# Will they release a 5D V...?



## SuzukiGS750EZ (Feb 8, 2020)

I currently shoot an 80D. I love the camera but it was supposed to be a hold over until the 5D V came out. I got the camera the first month after they released it... still waiting... I don't want to buy the 5D IV as i know when i do, shortly after they'll release the V. Does anybody think it'll be released or will mirrorless take over that line? I hope not... I was looking forward to selling the 80D and sticking with a 5D V for the long haul.


----------



## weepete (Feb 8, 2020)

Late 2020 to early 2021 is the expected release date, so you've a fair bit of waiting left. Maybe the last of the DSLRs but I hope not.
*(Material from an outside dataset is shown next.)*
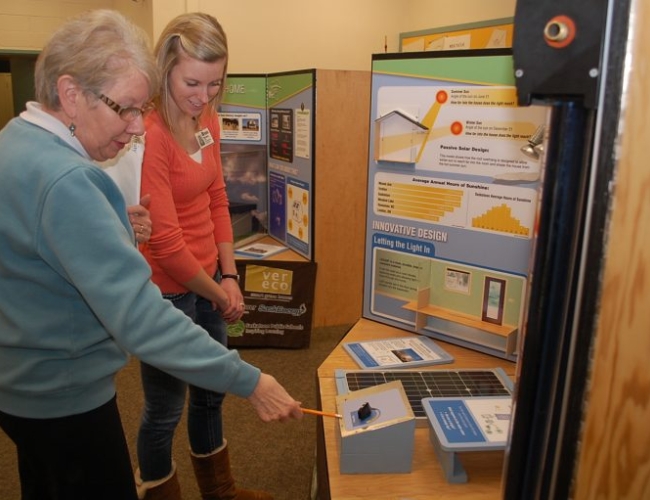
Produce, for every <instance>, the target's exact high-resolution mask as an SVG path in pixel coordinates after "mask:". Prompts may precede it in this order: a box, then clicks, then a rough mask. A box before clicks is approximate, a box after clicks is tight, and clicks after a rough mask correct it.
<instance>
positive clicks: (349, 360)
mask: <svg viewBox="0 0 650 500" xmlns="http://www.w3.org/2000/svg"><path fill="white" fill-rule="evenodd" d="M408 335H413V334H410V333H408V332H406V331H403V330H399V329H396V328H392V327H390V326H387V325H383V324H380V323H376V322H373V321H369V320H366V319H361V320H359V322H358V323H357V324H356V325H355V326H354V327H353V328H352V329H351V330H350V332H349V333H348V334H347V336H346V337H345V338H344V339H343V342H349V341H361V340H380V339H386V338H391V337H400V336H401V337H403V336H408ZM439 344H440V346H441V347H442V348H443V349H444V350H446V351H447V352H448V353H449V354H451V355H452V356H453V357H454V362H453V363H452V364H445V365H438V366H437V367H430V368H429V369H433V370H435V369H458V368H501V369H503V370H504V371H505V373H506V374H507V375H508V376H509V377H510V378H511V379H513V380H514V377H515V370H516V365H515V363H512V362H509V361H506V360H503V359H500V358H496V357H492V356H488V355H486V354H483V353H479V352H477V351H472V350H469V349H464V348H462V347H458V346H455V345H451V344H447V343H444V342H439ZM336 369H349V370H357V369H359V367H358V365H357V364H356V363H355V362H354V360H353V359H352V358H351V357H350V356H349V355H348V353H347V351H345V349H343V347H342V344H339V345H338V346H337V347H336V348H335V349H334V351H332V353H331V354H330V356H329V357H328V358H327V359H326V360H325V361H324V362H323V364H322V365H321V366H320V367H319V369H318V382H319V391H320V400H321V401H320V402H321V406H322V409H323V410H324V411H329V412H334V411H336V402H335V398H336V394H337V389H336V384H335V379H334V373H335V370H336ZM420 369H421V368H420ZM336 425H338V423H337V422H336V420H335V419H323V422H322V429H321V433H322V436H320V437H321V439H320V443H319V447H318V455H319V456H318V466H319V494H320V496H319V500H326V499H327V498H331V499H332V500H354V499H366V498H367V499H370V498H372V499H374V500H388V499H409V500H430V499H431V498H437V499H447V498H450V499H451V498H453V499H454V500H463V499H467V500H497V499H499V498H501V475H502V470H503V459H504V452H502V451H491V452H467V453H463V454H462V455H461V457H462V458H461V462H462V464H463V467H464V468H465V470H466V471H467V474H468V476H469V480H468V482H467V483H465V484H450V483H449V482H447V480H446V478H445V476H444V473H443V471H442V468H441V466H440V463H439V461H438V459H437V458H436V455H435V452H434V449H433V446H432V445H431V443H430V441H429V429H428V428H425V427H418V428H416V430H415V451H414V456H413V467H412V472H411V473H409V474H341V473H340V471H339V453H340V451H339V441H338V437H337V432H336V427H335V426H336Z"/></svg>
Keep an eye on here: Canon EOS 5D Mark V


----------



## Sharpshooterr (Feb 13, 2020)

SuzukiGS750EZ said:


> I currently shoot an 80D. I love the camera but it was supposed to be a hold over until the 5D V came out. I got the camera the first month after they released it... still waiting... I don't want to buy the 5D IV as i know when i do, shortly after they'll release the V. Does anybody think it'll be released or will mirrorless take over that line? I hope not... I was looking forward to selling the 80D and sticking with a 5D V for the long haul.
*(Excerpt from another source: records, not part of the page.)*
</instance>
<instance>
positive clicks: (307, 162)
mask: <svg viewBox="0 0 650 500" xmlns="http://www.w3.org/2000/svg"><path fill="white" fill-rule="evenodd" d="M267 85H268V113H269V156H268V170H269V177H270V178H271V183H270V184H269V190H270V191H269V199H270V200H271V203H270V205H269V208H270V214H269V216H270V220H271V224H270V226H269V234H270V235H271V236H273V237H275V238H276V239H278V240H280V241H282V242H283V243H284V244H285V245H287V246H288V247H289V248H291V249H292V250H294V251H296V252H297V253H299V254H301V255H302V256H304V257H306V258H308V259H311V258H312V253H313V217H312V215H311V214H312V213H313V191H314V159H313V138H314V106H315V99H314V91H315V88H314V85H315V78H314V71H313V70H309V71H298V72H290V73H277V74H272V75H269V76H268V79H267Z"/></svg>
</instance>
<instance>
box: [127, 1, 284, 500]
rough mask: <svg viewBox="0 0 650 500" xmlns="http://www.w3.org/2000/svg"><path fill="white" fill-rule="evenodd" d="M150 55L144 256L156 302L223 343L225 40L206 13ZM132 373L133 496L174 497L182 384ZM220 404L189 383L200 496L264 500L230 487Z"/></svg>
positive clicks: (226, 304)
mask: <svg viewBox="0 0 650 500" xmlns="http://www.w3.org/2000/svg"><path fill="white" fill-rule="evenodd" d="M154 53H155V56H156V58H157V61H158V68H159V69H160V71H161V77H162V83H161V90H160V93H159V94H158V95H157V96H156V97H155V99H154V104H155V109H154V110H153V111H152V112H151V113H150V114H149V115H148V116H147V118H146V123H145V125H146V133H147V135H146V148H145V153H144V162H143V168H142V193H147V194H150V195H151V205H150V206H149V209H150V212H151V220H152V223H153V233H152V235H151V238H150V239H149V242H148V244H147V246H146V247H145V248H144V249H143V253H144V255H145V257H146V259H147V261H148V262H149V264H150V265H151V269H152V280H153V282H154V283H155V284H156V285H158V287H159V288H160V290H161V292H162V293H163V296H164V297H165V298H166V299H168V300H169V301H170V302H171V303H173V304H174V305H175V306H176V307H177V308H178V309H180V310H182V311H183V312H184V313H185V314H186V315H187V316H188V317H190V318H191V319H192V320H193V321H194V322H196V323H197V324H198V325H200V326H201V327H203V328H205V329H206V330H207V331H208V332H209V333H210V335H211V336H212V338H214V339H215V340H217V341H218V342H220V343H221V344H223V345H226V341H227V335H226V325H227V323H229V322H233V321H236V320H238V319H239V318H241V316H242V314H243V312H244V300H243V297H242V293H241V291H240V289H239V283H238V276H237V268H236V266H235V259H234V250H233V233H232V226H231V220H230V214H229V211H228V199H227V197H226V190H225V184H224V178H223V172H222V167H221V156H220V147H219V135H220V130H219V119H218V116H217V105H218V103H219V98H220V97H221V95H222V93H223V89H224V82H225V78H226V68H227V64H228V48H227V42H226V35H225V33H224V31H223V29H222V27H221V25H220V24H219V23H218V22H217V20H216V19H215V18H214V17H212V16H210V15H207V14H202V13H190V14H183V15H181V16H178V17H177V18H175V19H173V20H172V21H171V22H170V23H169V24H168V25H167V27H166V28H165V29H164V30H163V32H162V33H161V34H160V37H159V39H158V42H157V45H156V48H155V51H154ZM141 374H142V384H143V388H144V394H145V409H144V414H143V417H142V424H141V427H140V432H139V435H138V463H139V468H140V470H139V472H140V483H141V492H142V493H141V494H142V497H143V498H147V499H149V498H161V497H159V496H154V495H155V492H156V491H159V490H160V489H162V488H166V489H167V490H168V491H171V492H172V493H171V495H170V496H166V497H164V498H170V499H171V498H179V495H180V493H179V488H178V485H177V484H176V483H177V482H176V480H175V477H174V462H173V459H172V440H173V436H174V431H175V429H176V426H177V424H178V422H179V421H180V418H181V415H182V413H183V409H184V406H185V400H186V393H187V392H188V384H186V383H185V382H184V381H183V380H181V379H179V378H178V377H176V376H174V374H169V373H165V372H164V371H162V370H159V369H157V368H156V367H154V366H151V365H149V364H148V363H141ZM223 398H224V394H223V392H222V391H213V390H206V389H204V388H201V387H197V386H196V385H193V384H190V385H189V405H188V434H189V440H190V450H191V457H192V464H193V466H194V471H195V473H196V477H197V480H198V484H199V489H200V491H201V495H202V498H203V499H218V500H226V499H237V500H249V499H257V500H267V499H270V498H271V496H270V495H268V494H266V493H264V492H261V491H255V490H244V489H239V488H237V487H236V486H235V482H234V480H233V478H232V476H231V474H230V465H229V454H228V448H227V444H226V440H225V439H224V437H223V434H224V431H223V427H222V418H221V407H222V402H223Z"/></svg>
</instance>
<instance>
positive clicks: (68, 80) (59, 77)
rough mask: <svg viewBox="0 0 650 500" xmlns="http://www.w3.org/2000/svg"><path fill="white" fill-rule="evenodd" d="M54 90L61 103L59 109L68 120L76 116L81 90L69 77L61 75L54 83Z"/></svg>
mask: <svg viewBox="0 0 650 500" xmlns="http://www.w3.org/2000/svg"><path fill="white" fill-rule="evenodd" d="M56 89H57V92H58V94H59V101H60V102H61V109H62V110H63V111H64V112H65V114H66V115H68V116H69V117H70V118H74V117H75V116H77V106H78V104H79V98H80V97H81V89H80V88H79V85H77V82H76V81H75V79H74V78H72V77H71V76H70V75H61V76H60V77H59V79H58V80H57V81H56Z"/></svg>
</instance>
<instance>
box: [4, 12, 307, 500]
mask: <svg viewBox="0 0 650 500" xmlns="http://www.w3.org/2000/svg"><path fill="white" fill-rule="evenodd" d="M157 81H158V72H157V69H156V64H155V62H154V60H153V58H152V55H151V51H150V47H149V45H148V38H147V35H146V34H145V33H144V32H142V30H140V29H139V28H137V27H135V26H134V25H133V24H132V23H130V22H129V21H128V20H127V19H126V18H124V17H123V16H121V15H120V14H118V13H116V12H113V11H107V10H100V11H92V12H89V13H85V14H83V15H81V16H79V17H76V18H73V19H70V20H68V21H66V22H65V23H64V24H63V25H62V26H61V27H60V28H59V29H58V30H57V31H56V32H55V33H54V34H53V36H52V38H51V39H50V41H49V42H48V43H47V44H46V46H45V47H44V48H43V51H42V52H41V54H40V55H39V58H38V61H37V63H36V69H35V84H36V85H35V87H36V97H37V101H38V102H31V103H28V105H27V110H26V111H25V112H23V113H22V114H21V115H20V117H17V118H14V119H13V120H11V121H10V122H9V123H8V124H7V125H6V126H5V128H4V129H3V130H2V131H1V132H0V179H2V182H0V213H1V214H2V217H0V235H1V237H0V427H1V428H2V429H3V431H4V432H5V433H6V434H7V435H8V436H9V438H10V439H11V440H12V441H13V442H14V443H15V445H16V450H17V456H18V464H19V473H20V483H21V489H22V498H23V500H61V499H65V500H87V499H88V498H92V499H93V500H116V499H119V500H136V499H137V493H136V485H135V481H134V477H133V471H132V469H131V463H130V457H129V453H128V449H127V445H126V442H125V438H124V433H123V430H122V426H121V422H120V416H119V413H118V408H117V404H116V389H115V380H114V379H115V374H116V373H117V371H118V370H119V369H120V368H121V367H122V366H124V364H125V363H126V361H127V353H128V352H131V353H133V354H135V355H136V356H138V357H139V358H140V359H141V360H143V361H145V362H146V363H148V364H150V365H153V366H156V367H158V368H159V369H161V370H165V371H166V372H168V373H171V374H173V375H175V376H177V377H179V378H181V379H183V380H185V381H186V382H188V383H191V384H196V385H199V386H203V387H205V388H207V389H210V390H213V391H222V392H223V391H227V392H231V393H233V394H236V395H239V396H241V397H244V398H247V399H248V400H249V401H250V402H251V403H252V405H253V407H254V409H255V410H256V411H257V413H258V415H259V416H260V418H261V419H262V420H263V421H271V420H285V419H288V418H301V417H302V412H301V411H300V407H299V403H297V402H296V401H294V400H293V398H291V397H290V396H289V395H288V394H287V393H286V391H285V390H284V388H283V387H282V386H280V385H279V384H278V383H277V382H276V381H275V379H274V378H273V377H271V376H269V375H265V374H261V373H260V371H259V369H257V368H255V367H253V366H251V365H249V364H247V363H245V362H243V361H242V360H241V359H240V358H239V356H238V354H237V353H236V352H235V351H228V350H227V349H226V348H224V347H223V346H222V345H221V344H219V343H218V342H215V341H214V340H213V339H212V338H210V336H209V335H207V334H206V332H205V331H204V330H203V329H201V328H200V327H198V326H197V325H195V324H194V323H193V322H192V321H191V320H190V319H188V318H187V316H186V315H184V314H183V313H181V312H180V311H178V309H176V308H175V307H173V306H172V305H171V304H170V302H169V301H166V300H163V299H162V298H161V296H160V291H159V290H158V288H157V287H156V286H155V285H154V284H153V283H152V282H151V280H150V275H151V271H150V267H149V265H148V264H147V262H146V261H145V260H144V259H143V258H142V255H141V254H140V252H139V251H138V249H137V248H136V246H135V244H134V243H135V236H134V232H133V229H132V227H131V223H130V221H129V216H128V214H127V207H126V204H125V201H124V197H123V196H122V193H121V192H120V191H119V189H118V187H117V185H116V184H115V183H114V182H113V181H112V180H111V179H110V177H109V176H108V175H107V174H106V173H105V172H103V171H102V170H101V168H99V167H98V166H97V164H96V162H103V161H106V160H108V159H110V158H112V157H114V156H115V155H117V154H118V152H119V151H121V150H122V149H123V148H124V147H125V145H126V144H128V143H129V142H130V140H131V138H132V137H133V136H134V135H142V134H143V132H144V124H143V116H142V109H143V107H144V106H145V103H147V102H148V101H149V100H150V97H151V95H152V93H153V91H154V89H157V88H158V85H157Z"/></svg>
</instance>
LoL, ok Suzuki, lets see what’s wrong with this pic?
You got the 80d to hold you over for when the 5DmkV comes out?
The mklV came out 6 months after you got your 80D!!
If you had gotten the lV when it came out, you’ld have been enjoying one of the finest FF’s Cano ever made!!!
BTW, I think the Canon 5DmkV has been announced but they call it the R5 now!! LoL 

Don’t know what a 750EZ is but I had a Kawasaki 750 H2 back in its day. Yeah, the 3 cylinder 2 stroke, now THAT was one CRAZY machine!!! 
SS


----------



## Scott Whaley (Feb 13, 2020)

I just read where Canon has released the EOS R mirrorless full frame camera.  Price is about $2,700 US.  Not the work horse like the 5d, but lens quality is supposed to be better.   They make an adapter for older lenses.  I think I will stick with my 5d mkiv.


----------



## SuzukiGS750EZ (Feb 15, 2020)

Sharpshooterr said:


> SuzukiGS750EZ said:
> 
> 
> > I currently shoot an 80D. I love the camera but it was supposed to be a hold over until the 5D V came out. I got the camera the first month after they released it... still waiting... I don't want to buy the 5D IV as i know when i do, shortly after they'll release the V. Does anybody think it'll be released or will mirrorless take over that line? I hope not... I was looking forward to selling the 80D and sticking with a 5D V for the long haul.
> ...


[emoji1787] I just looked at my receipt, my recollection is wrong. I got it in October 2017. I got my Sony rx100 mk 6 a month after if was released though! I hold true to my story that I got the 80d to hold me over!


----------



## fotografdenunta (Feb 26, 2020)

No. I will be the new canon r5 the new canon 5d5


----------



## SuzukiGS750EZ (Feb 26, 2020)

fotografdenunta said:


> No. I will be the new canon r5 the new canon 5d5


Don't say that


----------



## Forhad Hossain (Mar 21, 2020)

Canon will Release EOS 5D Mark V Will be relished  at the end of 2020. maybe thay can release  it little early in 
august.Good luck.


----------